The Arabist

The Arabist

By Issandr El Amrani and friends.

Mauritania's constitutional referendum

Mauritania -- yes, the poor, backward, drought-stricken, desert state of Mauritania -- has voted for constitutional amendments in a national referendum that imposes term limits on the presidency. Early results on the 25 June referendum indicate that Mauritanians approved by 97% the reform, with at least 76% of eligible voters casting their votes.

The reforms they voted on included limiting presidential terms to two five-year terms and preventing the president from holding on to his post if older than 75. While the former reform, while not a first, is rare enough in the region (and in places like Tunisia, Ben Ali amended the constitution to remove term limits), the latter is the first time anywhere, as far as I know, that age limits have been placed on a president. If this rule was applied, neither Egypt nor France would be able to hold on to their current presidents!

Explaining his motives for the referendum, the leader of the junta that staged a coup in August 2005, Ely Ould Mohammed Vall, said:
If the president remains in power for 18, 20 or 30 years and plans to pass his position on to his son or another person of his choice, this would be personal power and a way of ruling that does not take into account the interest of the country or its citizens.
He's not going to be popular at the next Arab League meeting.

There are also further precautions in the constitution: presidential candidates must pledge that he will not back any revision to the constitution that would change the provisions on presidential terms. The constitution's article 99 also states that no constitutional amendment of presidential terms can be made at all.

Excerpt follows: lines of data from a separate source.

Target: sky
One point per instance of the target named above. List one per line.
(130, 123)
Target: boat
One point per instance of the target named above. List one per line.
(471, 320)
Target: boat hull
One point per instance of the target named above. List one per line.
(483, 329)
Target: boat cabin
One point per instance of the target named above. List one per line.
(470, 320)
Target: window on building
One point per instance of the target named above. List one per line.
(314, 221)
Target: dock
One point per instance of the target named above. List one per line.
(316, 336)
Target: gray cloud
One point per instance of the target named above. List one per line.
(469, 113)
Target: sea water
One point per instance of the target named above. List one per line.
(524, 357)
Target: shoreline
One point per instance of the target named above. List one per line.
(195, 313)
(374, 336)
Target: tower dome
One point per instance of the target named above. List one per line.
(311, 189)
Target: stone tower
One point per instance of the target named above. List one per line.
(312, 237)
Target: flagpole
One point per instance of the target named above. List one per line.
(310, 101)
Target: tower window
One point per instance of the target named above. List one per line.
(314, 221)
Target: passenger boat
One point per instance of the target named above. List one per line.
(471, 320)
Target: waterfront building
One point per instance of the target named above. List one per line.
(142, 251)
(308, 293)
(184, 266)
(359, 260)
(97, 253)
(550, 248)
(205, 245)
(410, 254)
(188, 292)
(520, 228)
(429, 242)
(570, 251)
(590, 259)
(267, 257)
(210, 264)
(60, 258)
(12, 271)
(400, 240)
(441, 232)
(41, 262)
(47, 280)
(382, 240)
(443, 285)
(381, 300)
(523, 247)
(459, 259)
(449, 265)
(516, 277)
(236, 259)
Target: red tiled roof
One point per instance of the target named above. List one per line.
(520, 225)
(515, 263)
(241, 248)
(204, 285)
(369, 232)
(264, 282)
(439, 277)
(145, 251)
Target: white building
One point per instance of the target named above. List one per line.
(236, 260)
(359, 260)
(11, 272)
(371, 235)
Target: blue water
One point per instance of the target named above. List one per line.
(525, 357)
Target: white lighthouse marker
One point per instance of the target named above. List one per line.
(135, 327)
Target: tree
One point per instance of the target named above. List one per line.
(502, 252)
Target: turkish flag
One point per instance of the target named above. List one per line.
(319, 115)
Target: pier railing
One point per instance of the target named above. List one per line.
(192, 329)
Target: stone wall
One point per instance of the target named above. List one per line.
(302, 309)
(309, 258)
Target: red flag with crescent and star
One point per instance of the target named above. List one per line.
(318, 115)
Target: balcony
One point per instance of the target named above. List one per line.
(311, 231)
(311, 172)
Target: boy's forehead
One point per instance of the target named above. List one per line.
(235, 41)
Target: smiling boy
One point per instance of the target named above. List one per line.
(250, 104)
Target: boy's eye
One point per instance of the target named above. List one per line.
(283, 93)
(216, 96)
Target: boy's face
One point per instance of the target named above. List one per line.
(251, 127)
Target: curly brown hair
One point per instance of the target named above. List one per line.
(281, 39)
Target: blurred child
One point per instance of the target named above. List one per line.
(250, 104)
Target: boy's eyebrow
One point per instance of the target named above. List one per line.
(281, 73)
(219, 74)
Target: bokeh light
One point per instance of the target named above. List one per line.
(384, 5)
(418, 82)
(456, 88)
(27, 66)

Naturally, all of this can be changed by a despot who comes along later. But Mauritanians did suffer under Maaouya Ould Taya, the ousted leader who ruled from 1984 to 2005. Perhaps they've learned the hard way that these rules are valuable. If it works out, they'll be putting to shame Arab autocrats and giving new legitimacy to palace coups -- as I remember Egyptian columnist Fahmi Howeidy predicting last August.

Jonathan Edelstein over at the Head Heeb is less sanguine about the referendum and points out that the constitution still remains strongly presidential, with the president having considerable power over the prime minister and the cabinet. While I agree with him on that point, I still think the insistence on term limits is quite a step forward. Now we'll have to see how parliamentary elections this Fall and presidential elections next Spring will be carried out.